Worauf solltest du bei der Touchpoint Analyse achten?

Im Laufe der Customer Journey kommen deine Kunden mit unterschiedlichen Touch Points in Kontakt. Das bedeutet, dass du besagte „Kundenreise“ mit dem Justieren an den entsprechenden Berührungspunkten noch besser gestalten kannst. Wichtig ist es natürlich – wie so oft – genau hinzusehen.

Unerlässlich ist es zudem, deine Mitarbeiter ebenfalls mit Hinblick auf dieses spannende Thema zu sensibilisieren. Immerhin sind auch sie in die einzelnen Prozesse involviert und daher ebenfalls dazu in der Lage, Optimierungspotenzial aufzudecken.

Die Analyse von Touchpoints basiert im Idealfall auf insgesamt vier Schritten. Die folgenden Abschnitte helfen dir dabei, diese etwas genauer unter die Lupe zu nehmen.

Schritt Nr. 1: Das Definieren von Zielen

Nimm dir ein wenig Zeit, um herauszufinden, welches Ziel jeder einzelne Touch Point hat und frage dich, ob du dieses – zumindest zum aktuellen Zeitpunkt – erreichst. Mögliche Ziele, die im Zusammenhang mit verschiedenen Touchpoints immer wieder eine wichtige Rolle spielen, sind unter anderem:

  • eine Steigerung der Markenbekanntheit
  • eine verbesserte Kundenbindung
  • eine Optimierung von Werbeaktivitäten
  • eine verbesserte Weiterempfehlung

usw.. Achte in jedem Fall darauf, die Ziele, die du dir steckst, klar zu definieren. Es macht durchaus einen Unterschied, ob du dir vornimmst, mehr Umsatz zu generieren oder ob du mit dem Ziel „Ich möchte eine 20%ige Umsatzsteigerung binnen sechs Monaten erreichen!“ an die Sache herangehst.
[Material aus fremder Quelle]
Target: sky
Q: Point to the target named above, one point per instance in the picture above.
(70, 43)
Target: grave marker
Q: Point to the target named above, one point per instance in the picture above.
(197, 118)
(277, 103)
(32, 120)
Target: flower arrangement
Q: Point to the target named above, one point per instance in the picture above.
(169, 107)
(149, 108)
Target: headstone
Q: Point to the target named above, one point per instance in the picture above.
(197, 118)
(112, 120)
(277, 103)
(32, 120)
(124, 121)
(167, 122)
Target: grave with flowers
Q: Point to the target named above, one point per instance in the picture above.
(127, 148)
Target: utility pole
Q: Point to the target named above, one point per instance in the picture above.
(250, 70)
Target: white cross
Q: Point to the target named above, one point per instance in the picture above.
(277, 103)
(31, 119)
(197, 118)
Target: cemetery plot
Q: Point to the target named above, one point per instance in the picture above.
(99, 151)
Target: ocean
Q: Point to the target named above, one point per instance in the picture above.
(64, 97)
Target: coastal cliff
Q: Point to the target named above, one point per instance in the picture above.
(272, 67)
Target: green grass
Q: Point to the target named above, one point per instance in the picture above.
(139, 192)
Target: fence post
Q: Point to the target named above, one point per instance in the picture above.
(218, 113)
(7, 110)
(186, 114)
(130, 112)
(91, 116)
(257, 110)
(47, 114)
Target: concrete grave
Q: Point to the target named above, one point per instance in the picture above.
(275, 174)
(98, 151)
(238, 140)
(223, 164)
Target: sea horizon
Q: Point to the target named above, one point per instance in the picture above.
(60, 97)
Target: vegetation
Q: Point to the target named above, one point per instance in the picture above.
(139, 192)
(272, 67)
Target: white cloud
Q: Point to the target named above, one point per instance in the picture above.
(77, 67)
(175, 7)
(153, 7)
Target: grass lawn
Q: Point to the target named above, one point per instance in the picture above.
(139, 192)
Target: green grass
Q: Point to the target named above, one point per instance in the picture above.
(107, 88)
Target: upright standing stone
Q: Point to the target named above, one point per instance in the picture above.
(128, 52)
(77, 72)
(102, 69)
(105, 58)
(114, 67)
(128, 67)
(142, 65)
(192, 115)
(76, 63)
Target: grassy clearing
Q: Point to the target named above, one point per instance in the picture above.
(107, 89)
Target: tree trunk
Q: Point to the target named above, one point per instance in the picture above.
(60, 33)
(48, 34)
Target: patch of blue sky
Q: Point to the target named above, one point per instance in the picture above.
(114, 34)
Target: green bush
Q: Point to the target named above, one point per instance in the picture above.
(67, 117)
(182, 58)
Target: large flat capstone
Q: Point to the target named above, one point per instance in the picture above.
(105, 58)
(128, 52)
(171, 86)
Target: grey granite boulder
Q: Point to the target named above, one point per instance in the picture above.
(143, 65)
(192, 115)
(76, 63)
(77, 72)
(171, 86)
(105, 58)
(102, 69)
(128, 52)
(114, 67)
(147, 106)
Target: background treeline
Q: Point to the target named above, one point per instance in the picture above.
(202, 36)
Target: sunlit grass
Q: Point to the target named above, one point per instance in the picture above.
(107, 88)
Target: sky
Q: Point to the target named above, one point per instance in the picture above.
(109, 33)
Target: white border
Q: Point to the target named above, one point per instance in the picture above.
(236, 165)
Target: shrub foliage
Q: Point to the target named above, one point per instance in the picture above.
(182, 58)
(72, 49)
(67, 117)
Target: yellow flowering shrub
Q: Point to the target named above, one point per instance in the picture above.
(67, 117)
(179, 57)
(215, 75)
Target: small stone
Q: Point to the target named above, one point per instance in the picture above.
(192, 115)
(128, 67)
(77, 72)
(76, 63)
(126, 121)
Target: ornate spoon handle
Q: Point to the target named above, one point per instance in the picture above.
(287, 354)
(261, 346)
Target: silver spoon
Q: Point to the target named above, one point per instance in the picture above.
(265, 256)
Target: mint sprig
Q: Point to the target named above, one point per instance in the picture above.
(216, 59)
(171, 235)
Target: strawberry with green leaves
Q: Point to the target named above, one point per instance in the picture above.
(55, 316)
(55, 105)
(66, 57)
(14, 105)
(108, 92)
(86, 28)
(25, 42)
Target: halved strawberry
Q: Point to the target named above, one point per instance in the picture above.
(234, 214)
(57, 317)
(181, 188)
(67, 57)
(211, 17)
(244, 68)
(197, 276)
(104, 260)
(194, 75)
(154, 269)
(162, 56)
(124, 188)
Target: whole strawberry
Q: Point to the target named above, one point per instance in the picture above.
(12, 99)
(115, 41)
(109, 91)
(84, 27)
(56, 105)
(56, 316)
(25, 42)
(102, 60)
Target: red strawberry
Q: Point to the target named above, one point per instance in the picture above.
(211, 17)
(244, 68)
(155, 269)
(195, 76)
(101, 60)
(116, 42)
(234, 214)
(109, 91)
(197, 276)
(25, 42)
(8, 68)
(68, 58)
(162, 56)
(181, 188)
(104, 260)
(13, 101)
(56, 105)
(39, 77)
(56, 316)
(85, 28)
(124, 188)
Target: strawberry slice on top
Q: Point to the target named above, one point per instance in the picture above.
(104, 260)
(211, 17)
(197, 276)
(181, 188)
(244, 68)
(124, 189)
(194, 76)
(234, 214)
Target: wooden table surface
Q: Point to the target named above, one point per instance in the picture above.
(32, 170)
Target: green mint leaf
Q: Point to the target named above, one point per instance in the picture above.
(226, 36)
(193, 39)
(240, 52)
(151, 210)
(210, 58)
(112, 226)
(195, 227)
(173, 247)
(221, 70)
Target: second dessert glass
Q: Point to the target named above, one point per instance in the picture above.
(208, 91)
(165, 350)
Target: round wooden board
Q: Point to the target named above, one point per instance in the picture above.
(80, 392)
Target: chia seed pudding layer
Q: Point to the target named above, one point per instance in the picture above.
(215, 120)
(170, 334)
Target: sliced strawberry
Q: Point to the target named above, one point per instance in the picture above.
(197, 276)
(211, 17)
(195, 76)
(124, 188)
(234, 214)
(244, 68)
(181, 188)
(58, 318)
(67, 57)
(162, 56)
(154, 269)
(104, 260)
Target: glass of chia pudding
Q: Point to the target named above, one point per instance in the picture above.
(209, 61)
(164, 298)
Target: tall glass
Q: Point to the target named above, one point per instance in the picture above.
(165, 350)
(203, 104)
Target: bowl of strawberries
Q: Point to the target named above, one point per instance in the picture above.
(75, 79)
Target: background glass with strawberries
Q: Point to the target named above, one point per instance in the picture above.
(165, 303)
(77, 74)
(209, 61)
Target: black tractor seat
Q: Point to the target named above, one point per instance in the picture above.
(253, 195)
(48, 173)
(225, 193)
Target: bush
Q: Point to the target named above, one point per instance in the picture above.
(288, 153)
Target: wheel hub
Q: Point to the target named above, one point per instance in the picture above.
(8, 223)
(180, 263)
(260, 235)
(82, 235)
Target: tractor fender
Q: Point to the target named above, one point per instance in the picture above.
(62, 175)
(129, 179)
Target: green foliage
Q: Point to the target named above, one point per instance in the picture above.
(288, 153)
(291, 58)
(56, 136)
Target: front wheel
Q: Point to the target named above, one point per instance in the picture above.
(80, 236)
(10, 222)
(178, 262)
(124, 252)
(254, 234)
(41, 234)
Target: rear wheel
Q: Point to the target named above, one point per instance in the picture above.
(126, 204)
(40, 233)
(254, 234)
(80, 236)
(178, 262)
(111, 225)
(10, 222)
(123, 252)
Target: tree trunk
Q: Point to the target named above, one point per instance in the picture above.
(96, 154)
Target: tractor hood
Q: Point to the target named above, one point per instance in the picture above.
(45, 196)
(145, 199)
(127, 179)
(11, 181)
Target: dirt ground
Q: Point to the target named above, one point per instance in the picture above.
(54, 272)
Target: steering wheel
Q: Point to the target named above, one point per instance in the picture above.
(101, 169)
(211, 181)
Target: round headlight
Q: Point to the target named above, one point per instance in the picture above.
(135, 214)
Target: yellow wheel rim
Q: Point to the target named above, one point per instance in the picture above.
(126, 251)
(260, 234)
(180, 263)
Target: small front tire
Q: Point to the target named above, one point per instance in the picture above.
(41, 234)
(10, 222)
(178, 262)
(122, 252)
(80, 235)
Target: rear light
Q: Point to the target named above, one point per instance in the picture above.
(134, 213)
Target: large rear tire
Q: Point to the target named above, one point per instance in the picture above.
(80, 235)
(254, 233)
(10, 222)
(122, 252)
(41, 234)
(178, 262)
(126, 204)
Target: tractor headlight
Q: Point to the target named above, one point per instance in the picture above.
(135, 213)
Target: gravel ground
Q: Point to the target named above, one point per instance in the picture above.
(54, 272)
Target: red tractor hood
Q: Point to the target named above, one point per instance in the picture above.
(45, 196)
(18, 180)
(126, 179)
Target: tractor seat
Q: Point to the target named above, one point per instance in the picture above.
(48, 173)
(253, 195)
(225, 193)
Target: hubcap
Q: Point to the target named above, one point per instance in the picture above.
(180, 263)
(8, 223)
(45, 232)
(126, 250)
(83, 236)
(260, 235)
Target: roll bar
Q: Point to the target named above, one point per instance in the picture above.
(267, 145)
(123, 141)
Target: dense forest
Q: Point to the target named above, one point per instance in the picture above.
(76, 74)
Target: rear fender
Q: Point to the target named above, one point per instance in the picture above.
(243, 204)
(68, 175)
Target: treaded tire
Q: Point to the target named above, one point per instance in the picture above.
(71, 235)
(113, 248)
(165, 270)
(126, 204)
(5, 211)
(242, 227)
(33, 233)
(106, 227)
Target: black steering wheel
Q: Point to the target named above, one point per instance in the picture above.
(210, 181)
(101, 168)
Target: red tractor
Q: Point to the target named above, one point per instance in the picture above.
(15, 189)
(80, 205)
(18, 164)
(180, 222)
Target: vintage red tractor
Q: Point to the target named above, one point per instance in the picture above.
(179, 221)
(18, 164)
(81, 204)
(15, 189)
Schritt Nr. 2: Touchpoints erfassen

An welchen Stellen kommen deine Kunden mit deinem Unternehmen in Kontakt? Damit du deine Touchpoints erfassen kannst, ist es natürlich wichtig, sie zu kennen. Denn: Wenn ein Touchpoint immer wieder in den Hintergrund gerät bzw. dem Team in deiner Praxis nicht bekannt ist, fühlt sich auch niemand verantwortlich. Das bedeutet: Die Optimierungschancen sind sehr gering.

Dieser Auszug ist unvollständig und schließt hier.